Compression Blow Forming: Promising New Process

Willingness to invest in brand-new and potentially “game-changing” process technologies is one aspect of the strong emphasis on R&D at Amcor Rigid Plastics, Ann
Arbor, Mich. As reported in last month’s profile of the company, one of the firm’s pioneering projects is Compression Blow Forming, which Amcor was the first to put into commercial production in 2012. A recent conversation with Tod Eberle, v.p. of Quality Systems, Engineering Standards, and Advanced New Platform Technologies, provided an update on where this technology stands today and on progress toward realizing its promise of superior quality, productivity, and sustainability.

PHARMA BOTTLES BENEFIT
Compression Blow Forming (CBF) technology evolved from continuous compression molding of caps and closures by Sacmi of Italy (see July’12 Close Up). CBF involves continuous extrusion of a “hockey puck,” which is compression molded into a preform
and then stretch-blown in a system of interlocking wheels. Amcor has three 12-cavity CBF machines in Youngsville, N.C., making stock and custom HDPE pharmaceutical bottles for two large producers of generics and supplements.

Eberle has no doubt that CBF will prove to be a game changer. It has demonstrated energy savings of 30-35% compared with the injection-blow molding (IBM) process normally used for pharma bottles. “Customers like the sustainability benefit,” Eberle notes. CBF also offers higher productivity—up to 6000 bottles/hr—with higher rates on the horizon. “Dramatically” tighter weight control is another benefit. For a typical IBM
bottle-weight specification of ± 0.7-0.8 g, CBF achieves a Cpk of 10, which is “unheard of” in IBM, says Eberle. He also likes the extremely low scrap generation on startup and shutdown—“the lowest of any polyolefin process I’ve seen.”

Amcor set specific goals for the process: performance to nameplate capacity of 85% or better and manufacturing efficiency (uptime) greater than 90%. Both have been realized, he says, with some qualifications.

ADDRESSING WEAR ISSUES
As with any brand-new process, not to mention one as sophisticated and complex as this, there have been growing pains. “The primary long-term issue has been premature wear of the aluminum blow molds,” Eberle acknowledges. “We’re cutting IBM cycle times by around half, so we need fast-cooling aluminum molds. But aluminum tends to be soft, which leads to parting-line wear and visual defects in bottles. Unfortunately,
pharma customers are used to perfect parting lines from IBM.”

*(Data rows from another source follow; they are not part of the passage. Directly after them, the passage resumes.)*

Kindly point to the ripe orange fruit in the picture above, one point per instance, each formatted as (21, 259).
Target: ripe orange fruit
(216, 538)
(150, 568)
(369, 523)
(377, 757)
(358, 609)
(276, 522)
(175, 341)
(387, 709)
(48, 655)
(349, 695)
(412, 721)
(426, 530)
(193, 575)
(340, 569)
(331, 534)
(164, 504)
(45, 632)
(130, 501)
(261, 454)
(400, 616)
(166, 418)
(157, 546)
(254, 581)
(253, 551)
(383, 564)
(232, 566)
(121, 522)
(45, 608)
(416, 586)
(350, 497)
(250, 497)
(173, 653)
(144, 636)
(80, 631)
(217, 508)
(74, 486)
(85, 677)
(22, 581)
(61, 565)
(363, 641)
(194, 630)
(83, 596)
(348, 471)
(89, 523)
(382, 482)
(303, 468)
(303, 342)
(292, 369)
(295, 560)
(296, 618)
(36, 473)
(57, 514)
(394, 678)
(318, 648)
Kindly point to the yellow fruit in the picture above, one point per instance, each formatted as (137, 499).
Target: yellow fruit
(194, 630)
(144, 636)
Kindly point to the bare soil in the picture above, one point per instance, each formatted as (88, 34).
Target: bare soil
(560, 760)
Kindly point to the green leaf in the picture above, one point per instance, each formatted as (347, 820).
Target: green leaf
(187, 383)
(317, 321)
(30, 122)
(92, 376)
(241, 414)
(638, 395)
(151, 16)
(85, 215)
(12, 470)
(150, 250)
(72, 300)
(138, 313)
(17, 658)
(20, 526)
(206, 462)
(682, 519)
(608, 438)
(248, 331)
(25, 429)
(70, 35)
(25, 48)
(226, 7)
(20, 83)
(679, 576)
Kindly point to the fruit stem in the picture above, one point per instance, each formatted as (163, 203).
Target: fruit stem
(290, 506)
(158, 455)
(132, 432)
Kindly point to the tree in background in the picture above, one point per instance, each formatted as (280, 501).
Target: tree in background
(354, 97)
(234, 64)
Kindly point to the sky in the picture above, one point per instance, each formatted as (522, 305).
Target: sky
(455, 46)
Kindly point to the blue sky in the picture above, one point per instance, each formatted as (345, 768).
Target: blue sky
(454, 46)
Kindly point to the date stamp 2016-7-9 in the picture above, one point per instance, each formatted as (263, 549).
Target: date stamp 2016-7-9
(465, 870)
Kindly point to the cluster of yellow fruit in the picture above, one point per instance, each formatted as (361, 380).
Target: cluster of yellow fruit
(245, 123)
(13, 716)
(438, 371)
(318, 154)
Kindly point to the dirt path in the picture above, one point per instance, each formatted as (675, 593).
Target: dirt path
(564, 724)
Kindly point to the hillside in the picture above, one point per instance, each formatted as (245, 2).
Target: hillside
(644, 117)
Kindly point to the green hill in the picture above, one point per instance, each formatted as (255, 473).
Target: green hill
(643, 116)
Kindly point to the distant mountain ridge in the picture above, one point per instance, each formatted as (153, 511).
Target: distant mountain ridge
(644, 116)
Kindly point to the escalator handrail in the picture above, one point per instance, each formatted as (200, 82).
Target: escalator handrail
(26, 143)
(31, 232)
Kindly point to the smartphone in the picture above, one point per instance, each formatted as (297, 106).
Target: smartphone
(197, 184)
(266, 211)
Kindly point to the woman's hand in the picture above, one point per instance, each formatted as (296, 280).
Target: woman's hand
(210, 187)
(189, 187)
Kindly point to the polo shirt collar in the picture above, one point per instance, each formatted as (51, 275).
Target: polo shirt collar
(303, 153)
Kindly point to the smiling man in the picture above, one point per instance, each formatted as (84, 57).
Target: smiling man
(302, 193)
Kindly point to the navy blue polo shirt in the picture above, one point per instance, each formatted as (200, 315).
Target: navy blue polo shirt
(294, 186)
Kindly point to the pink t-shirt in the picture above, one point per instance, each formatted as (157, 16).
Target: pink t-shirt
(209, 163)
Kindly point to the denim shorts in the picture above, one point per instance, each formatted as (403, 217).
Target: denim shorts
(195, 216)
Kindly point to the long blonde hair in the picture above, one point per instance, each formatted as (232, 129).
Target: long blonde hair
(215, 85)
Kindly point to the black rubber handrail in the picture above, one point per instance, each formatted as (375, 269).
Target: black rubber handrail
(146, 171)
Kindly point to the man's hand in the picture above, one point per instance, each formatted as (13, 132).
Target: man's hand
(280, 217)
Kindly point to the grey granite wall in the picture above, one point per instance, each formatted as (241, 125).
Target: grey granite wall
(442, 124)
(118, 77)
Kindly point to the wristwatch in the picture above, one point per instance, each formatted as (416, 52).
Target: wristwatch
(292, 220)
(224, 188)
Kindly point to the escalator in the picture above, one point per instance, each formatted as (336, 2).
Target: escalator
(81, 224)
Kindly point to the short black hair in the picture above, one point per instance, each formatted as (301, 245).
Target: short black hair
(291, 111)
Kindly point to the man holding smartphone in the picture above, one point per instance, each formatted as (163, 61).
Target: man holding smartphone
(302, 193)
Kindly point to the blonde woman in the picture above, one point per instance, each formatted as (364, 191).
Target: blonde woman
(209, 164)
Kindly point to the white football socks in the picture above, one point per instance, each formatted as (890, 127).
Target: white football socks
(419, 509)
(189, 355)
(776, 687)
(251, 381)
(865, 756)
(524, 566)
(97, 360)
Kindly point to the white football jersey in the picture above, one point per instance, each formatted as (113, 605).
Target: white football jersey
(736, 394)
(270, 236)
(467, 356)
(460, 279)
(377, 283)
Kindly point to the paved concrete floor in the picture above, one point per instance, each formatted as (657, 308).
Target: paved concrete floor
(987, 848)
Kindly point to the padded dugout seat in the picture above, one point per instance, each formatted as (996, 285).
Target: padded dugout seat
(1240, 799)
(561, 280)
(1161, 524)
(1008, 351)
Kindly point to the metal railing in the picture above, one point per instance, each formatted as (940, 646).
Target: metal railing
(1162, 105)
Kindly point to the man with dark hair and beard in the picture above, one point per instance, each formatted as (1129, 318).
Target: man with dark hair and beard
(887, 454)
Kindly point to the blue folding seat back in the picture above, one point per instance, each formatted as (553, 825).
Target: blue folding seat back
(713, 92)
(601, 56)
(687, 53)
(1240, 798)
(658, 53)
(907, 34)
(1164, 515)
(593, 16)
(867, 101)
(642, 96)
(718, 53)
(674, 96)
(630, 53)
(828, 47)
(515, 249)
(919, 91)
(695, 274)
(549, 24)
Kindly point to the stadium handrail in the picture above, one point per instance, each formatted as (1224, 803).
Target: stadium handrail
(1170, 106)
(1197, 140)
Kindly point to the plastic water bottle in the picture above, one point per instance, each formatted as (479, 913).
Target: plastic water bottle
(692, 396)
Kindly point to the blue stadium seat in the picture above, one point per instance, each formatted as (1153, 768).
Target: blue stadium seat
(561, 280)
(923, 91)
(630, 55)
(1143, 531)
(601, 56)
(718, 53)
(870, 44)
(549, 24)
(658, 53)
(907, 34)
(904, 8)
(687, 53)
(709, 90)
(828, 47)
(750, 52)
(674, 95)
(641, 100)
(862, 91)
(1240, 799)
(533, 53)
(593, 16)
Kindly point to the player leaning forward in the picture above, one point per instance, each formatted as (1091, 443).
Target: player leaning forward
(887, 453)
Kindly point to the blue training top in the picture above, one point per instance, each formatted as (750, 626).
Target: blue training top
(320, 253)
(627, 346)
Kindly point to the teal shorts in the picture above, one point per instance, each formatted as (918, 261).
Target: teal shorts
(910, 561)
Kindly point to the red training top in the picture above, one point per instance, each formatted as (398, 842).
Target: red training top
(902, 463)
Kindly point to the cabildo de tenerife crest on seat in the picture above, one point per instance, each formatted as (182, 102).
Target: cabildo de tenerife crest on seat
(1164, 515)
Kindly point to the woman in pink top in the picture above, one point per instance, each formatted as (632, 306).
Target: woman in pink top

The second major concern has been wear on the rotary union that distributes air, hydraulic fluid, and cooling medium at two different temperatures. Eberle is quick to note that “Sacmi has been world-class in working with us to address these issues.” He is pleased that Sacmi supplemented its spare parts facility in Des Moines, Iowa, last year with a sales office in Atlanta, giving it added presence in North America.

Eberle says there has been steady progress in improving the mold engineering. The next-generation machine, now being tested by Sacmi, uses a clamshell closing arrangement in place of the parallel closing used to date. This is expected to be gentler to the molds. “We’re targeting a three-year refurbishment life for blow molds, but we’ll need more time to prove it.”

The new machines have 16 to 20 cavities and also provide 8-15% shorter dry-cycle time, promising significant productivity enhancement. Like the first-generation systems, these are servo-electric/hydraulic hybrids, but Sacmi is well along in developing an all-electric version that may debut in 2017.

The upshot from three years of production experience is that CBF makes good sense for dedicated production of high-volume products, Eberle concludes. Changing over compression and blow tooling, and perhaps the extrusion nozzle and downstream handling, is more complex and time-consuming than for IBM. “We’ll reserve IBM for frequent-changeover, shorter runs.”